IT IS THE OPPOSITION PARTY THAT ACTUALLY RULES | 1998-12-26
Whitaker's Law on Real Electoral Power
If you want to see your politicians in good jobs, you win the elections.
If you want to determine your country's political future, you lose elections, but you do it in the right way.
In other words, political experts concentrate on winning the next election while patriots concentrate on moving the country in the right direction, regardless of what that means for the next election.
You can either hold onto political office at any cost or you can have real, long-term political power. If you want to move the country left, you lose elections by being just a little too far to the left. If you want to move the country to the right, you lose elections by being too far to the right. You keep ahead of the curve, and force politics in your direction.

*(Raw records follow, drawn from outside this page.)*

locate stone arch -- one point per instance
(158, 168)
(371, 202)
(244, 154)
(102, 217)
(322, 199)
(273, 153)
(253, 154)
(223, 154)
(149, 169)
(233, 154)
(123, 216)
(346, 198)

The party in power is mainly interested in holding onto offices for its members. The party that holds the offices will do anything to keep those offices. That means it will adjust to the direction you set if you are willing to sacrifice this election for long-term power.
We have a perfect example in today's congress, where the Republicans won, and are now only interested in holding onto their offices. The Republican majority has abandoned all their principles so they won't rock the boat and lose their offices in congress.
If you let the other side keep the majority, and force them in your direction, you can rule the national direction.
To cite one of many examples
The British Labour Party ruled Britain for decades after World War II, but it hardly ever won an election. The Conservative Party held office, but it drifted further and further to the left, so that it could stay in office against Labour.
Of course, if you are the only real opposition party, you are going to win sometimes. The Labour Party won once in 1945. So in 1947 the Conservative Party totally changed its platform to adjust to the Labour position in all important aspects.
In its desperation to regain the power it had held so long, the Conservative Party in 1947 dumped every single major principle it had stood for. It agreed to end the British Empire, to adopt ruinous taxation and to perpetuate the welfare state.
Even when it did win, the Labour Party was not that popular. It was simply the only opposition, and it would not back down. So the Conservatives held the offices and the Labour Party's principles ruled Britain.
Sounds like the U.S. congress today, doesn't it? Republicans hold the offices, and Democrats set the direction.
The Labour Party ruled Britain by ignoring opinion polls. Just how popular Labour was when it won can be judged by the fact that they never won twice in a row.
But you don't have to win to rule. Quite the opposite. George Wallace's 1968 American Party run changed the American political landscape permanently. I supported Wallace, then spent many years building the coalition which elected Reagan in 1980. I can attest that the real movement toward that coalition began in 1968. By getting only 13.8% of the national vote once, Wallace demonstrated the enormous potential of the Wallace Democrats who later became the Reagan Democrats.
In 1992, Perot's 19% showing in the general election actually brought something unheard of for decades -- a balanced budget -- back into American governmental policy. You simply cannot find any WINNING election in recent American politics which compares in importance to Wallace's and Perot's defeated efforts.
A patriot should spend almost all his time studying the "losing" efforts of Wallace and Perot. The "experts" will spend all of their time reverently laying out the means by which ruthless psychos like Nixon and Clinton can get to be president.
And please remember, gentle reader, that it is ALWAYS these "experts" we call on to talk when our national political direction is being discussed.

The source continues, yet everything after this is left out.